O.J. Simpson appeal rejected by Nevada Supreme Court

Ken Ritter
Associated Press

Las Vegas — Imprisoned former football star O.J. Simpson lost his latest appeal of his 2008 kidnapping and armed robbery conviction in Las Vegas.

A three-member Nevada Supreme Court panel rejected Simpson’s request for a new trial, ruling in a 16-page order Thursday that there was no reason to overturn a lower court judge’s decisions in the case.

“We … conclude the district court did not err in denying these claims,” justices Ron Parraguire, Michael Douglas and Michael Cherry said.

Simpson lawyers filed the appeal last October, arguing that Clark County District Court Judge Linda Marie Bell was wrong to deny Simpson a new trial on charges that got Simpson sentenced to 9 to 33 years in a botched hotel room heist.

Simpson lawyers Patricia Palm, Ozzie Fumo and Tom Pitaro argued that his trial attorney mishandled his case and had conflicts of interests.

Palm said Friday they’ll decide their next step after the Nevada Supreme Court rejected the imprisoned former football star’s latest appeal of his 2008 kidnapping and armed robbery conviction.

Palm said she’s trying to talk with Simpson at Lovelock Correctional Center about the Thursday ruling.

The 68-year-old Simpson is serving 9 to 33 years for a botched hotel room heist in 2007.

He’s not eligible for parole until 2017.

Simpson, 68, is serving his sentence in a northern Nevada prison after a jury found him guilty of multiple felonies for leading five other men in a September 2007 confrontation with two sports memorabilia dealers at a Las Vegas hotel.

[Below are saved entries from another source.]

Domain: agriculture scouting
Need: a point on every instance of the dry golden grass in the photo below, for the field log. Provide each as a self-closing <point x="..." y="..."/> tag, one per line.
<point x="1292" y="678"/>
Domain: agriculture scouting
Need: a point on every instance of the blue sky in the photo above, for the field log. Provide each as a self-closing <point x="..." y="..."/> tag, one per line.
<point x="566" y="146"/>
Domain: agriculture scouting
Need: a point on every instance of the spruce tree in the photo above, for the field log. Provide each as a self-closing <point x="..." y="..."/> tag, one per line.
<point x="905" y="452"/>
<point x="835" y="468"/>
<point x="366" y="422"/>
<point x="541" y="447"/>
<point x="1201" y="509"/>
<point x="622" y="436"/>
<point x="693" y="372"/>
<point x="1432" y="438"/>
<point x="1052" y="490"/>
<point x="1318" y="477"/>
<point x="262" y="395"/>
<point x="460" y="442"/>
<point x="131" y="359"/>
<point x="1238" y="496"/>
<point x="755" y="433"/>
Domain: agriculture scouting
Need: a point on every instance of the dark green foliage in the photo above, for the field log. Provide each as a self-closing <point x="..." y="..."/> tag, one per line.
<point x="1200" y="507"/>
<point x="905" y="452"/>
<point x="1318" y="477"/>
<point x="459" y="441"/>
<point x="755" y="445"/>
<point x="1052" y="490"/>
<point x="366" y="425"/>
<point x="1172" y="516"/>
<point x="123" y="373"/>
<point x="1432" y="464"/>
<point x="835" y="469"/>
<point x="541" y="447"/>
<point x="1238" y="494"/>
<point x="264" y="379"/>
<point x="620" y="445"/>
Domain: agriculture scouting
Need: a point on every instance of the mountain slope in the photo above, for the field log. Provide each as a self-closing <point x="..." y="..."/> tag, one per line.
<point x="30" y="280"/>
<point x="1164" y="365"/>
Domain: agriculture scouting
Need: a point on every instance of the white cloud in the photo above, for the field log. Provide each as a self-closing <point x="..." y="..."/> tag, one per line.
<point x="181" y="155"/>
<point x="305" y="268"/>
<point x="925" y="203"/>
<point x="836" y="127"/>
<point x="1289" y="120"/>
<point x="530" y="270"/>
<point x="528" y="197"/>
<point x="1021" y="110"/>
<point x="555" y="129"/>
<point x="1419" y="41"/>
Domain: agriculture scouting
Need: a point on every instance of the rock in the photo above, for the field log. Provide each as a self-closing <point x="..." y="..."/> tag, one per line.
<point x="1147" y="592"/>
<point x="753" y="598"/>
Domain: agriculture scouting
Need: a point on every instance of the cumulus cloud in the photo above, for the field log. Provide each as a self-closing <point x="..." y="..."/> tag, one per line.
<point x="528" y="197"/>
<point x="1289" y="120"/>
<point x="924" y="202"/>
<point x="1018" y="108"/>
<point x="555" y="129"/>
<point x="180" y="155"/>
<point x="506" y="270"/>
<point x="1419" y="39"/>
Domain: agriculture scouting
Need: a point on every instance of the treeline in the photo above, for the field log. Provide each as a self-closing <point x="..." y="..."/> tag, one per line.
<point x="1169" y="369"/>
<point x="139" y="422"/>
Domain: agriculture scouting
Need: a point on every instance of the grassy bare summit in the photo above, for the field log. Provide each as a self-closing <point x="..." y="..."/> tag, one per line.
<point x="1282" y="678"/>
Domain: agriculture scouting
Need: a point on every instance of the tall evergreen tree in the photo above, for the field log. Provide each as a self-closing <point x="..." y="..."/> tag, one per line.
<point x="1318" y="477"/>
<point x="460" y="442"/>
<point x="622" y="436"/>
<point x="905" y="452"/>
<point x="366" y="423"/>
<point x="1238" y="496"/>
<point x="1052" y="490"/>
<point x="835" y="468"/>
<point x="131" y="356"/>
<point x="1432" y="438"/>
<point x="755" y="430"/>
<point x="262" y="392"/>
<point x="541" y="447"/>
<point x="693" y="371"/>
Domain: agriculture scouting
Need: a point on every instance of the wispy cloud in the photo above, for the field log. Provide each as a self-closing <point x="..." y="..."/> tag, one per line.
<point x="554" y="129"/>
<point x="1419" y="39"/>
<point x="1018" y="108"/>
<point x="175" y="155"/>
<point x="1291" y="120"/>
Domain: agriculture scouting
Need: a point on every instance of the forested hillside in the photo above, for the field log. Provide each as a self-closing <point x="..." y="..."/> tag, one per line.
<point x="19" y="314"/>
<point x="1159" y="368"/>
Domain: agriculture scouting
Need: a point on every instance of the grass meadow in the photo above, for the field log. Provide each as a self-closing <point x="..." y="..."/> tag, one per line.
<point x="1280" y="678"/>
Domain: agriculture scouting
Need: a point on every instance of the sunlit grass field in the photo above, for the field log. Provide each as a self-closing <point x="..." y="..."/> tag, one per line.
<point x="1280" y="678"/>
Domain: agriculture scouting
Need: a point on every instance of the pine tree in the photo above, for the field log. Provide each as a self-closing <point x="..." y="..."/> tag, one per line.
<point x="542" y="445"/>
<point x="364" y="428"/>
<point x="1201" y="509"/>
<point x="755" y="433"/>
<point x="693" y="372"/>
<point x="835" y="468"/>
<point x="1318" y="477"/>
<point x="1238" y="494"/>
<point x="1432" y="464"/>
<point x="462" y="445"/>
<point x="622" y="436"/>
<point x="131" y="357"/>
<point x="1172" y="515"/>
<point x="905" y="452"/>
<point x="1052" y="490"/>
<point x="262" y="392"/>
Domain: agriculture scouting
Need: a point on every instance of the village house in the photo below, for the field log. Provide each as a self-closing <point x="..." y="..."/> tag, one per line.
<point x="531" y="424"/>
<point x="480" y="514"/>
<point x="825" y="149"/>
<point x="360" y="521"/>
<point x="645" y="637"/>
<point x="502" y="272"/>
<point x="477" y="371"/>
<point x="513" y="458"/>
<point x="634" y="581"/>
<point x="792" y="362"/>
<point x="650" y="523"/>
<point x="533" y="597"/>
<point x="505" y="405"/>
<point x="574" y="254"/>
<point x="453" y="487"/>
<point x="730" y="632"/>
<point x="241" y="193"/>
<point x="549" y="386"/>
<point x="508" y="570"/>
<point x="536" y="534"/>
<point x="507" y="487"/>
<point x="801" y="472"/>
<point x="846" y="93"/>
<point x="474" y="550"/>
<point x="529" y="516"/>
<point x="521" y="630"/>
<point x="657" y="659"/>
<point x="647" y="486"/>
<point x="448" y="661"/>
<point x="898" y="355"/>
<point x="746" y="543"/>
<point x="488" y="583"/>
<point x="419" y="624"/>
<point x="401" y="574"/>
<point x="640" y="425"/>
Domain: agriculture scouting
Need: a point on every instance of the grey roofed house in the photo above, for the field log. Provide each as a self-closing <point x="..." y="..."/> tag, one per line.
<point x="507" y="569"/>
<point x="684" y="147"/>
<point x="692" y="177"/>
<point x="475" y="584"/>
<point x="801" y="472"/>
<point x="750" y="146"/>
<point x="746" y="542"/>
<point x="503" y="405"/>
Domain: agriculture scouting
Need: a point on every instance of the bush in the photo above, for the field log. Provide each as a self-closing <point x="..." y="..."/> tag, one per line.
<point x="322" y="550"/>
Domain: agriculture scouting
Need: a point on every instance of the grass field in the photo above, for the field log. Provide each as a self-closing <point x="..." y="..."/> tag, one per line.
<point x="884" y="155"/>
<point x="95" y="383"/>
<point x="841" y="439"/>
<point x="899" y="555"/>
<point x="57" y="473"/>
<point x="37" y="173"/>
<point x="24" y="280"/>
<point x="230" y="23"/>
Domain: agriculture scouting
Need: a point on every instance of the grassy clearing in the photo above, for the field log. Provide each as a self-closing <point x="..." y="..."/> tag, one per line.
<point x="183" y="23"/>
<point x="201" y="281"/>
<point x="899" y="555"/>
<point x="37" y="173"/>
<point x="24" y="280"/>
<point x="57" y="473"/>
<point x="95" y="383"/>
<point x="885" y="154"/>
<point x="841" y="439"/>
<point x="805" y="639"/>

Two of the men with Simpson testified they brought guns, at Simpson’s request.

The Heisman Trophy winner, NFL Hall of Fame member and former television and movie star didn’t testify at his robbery trial in Las Vegas. His attorneys, Yale Galanter and Gabriel Grasso, claimed Simpson was just trying to retrieve items stolen from him after his 1995 acquittal in Los Angeles in the deaths of his ex-wife, Nicole Brown Simpson, and her friend, Ronald Goldman.

The Supreme Court in September 2010 rejected a previous Simpson appeal, filed by Galanter.

Simpson’s appeal argued that his multiple convictions and sentences for assault with a deadly weapon and robbery with use of a deadly weapon constitute double-jeopardy; that Galanter should have challenged his multiple convictions and punishments; and that the jury should have been given a chance to consider lesser kidnapping and theft offenses.

Galanter denied the allegations that he mishandled Simpson’s case and had conflicted interests.

Bell held several days of hearings in May 2013 on Simpson’s claims. Simpson testified, and continued to insist he never knew any of the men with him were carrying guns.

Bell ruled in November 2013 that any errors at trial wouldn’t have changed the outcome of Simpson’s trial, and agreed with prosecutors that there was no need for another trial.

The judge said she reviewed the entire court record and determined there was overwhelming evidence that Simpson orchestrated the armed kidnapping and robbery.

Four men who were with Simpson pleaded guilty before trial to felonies and served probation.

One co-defendant, Clarence “C.J.” Stewart, stood trial with Simpson and was convicted.

Stewart was sentenced to 7½ to 27 years, but his conviction was overturned by the Supreme Court as tainted by Simpson’s fame. Stewart avoided retrial, pleaded guilty to felony robbery and conspiracy, was freed from prison after serving more than two years.